Summary: Justice after 33 years for family of forcibly disappeared anti-apartheid activist
Johannesburg, 8 February 2016: after 33 years, the South Africa National Prosecuting Authority (NPA) has announced that it will charge four former security policemen with the murder and kidnapping of anti-apartheid activist Nokuthula Simelane. This will be the first prosecution of apartheid-era perpetrators since 2007.
Nokuthula Simelane was abducted, tortured and forcibly disappeared by members of the Security Branch of the former South African Police in 1983. She was a 23-year-old university graduate who was a courier for Umkhonto we Sizwe, the armed wing of the African National Congress, moving between Swaziland and South Africa. Her remains have never been found. Her family has been denied the right to bury their daughter and has been pursuing justice with assistance from SRT grantee the Southern Africa Litigation Centre.
In 1996 a police docket was opened on the case. In 2001 the Amnesty Committee of the Truth and Reconciliation Commission granted some of the perpetrators amnesty for Nokuthula’s abduction. None of the perpetrators applied for amnesty for her murder. Years of negotiations and correspondence with the NPA yielded no official action. Pleas for an inquest were denied and requests to institute criminal proceedings against the suspects who did not apply for amnesty were refused.
Left with no alternative, the family filed papers before the High Court in May 2015, seeking to compel the National Director of Public Prosecution (NDPP) to make a decision with regards to prosecution.

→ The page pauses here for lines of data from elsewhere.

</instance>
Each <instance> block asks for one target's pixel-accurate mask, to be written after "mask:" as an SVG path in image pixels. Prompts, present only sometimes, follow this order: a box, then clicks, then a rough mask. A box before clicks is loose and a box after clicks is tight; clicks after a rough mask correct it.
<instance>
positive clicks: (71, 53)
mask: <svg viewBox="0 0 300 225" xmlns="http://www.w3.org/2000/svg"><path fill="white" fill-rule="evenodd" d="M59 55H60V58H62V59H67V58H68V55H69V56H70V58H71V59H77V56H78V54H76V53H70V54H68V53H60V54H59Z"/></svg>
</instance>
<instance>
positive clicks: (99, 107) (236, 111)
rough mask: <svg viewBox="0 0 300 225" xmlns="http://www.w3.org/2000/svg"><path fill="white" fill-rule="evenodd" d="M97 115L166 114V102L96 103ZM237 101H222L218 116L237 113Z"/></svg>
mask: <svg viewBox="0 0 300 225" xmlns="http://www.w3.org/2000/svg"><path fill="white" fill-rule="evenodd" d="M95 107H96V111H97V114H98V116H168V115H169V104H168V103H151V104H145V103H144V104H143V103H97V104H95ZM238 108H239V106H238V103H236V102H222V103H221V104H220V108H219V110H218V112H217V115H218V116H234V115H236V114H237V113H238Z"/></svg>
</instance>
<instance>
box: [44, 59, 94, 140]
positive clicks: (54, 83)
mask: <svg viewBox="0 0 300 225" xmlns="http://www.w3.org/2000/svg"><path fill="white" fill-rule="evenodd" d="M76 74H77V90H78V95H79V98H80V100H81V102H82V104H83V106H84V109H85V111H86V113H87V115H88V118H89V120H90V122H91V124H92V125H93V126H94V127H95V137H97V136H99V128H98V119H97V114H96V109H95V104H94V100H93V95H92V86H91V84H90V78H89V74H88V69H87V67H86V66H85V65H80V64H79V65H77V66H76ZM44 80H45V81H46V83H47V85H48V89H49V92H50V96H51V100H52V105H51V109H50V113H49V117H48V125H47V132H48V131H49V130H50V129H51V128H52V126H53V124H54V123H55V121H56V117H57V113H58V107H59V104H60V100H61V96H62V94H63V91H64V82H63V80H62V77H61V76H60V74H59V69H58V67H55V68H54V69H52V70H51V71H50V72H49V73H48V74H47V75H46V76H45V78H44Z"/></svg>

Despite having filed a notice to oppose the case, the NDPP brought the family to the negotiating table and decided to prosecute four of the suspected perpetrators for the murder and kidnapping of Nokuthula. Angela Mudukuti, International Criminal Justice Lawyer at the Southern Africa Litigation Centre, commended the NDPP for “a bold step, one that his predecessors were either unwilling or unable to take”; however she added that “no one should have to wait for 33 years before justice is done”.